NETs were stained as previously described5. Briefly, after blocking and permeabilization, neutrophils were incubated with a mouse monoclonal antibody (IgG2a) against DNA/Histone 1 (MAB3864; Millipore 0.55 mg/ml, diluted 1:1000) for 1 h at room temperature. As secondary antibodies a goat anti-mouse antibody (Dye Light488 conjugated highly cross-absorbed, Thermo Scientific; diluted 1:500 in blocking buffer) and goat-anti-rabbit antibody (Alexa633, Thermo Scientific; diluted 1:500 in blocking buffer) were used. To detect PR-39 a polyclonal rabbit anti‐PR‐39 antibody (1:50) was used as previously described5. To detect A.pp a polyclonal rabbit anti‐A.pp St7 antibody (1:50) was used. As secondary antibody goat-anti-rabbit (Alexa633, Thermo Scientific; diluted 1:500 in blocking buffer) was used. Samples were recorded using a Leica TCS SP5 AOBS confocal inverted-base fluorescence microscope with a HCX PL APO ×40 0.75–1.25 oil immersion objective.

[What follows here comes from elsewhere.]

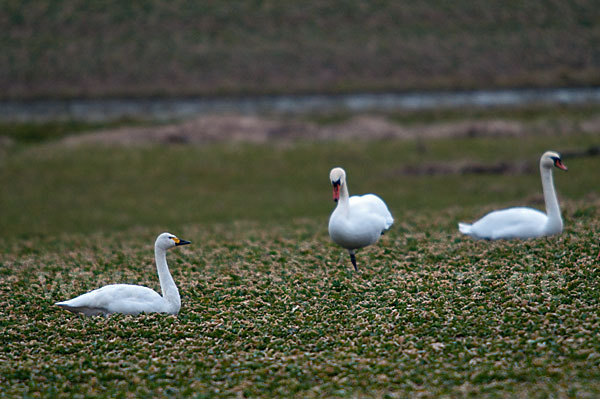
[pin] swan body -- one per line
(522, 222)
(134, 299)
(356, 221)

Quantification of NET-releasing cells

For each sample, a minimum of six randomly selected images per independent experiment were acquired and used for quantification of NET-producing cells (NET induction). The cells were counted using ImageJ software (version 1.51q and k, National Institute of Health, USA).

NETs antimicrobial activity assay

To analyze the antimicrobial activity of NETs against A.pp, porcine neutrophils and A.pp were co-incubated. A.pp was prepared as described above and incubated with 2 × 105 cells in a total volume of 200 µl (48-well plate). As growth control A.pp was grown in RPMI alone. Furthermore, a DNase mix with MNe from S. aureus (100 mU final, Sigma Aldrich) and/or Deoxyribonuclease I from bovine pancreas (~3000 Units/mg; 100 U/ml or 0.033 mg/ml or 20 U final per well, Sigma Aldrich or ~8000 Units/mg; 100 U/ml or 0.0125 mg/ml or 20 U final per well, SERVA) was added. MNe was used, since SsnA as the main NET-degrading nuclease of S. suis is not commercially available. The plate was centrifuged (370 × g, 5 min), and incubated at 37 °C, 5% CO2. To determine surviving bacteria, samples were mixed, and serious dilutions made at time point 0 min, 1 and 3 h. Dilutions were plated in duplicates on dried boiled-blood agar plates with NAD and incubated over night at 37 °C, 5% CO2. Colony forming units (CFU) were counted and the SF was calculated as described in Fig. S2.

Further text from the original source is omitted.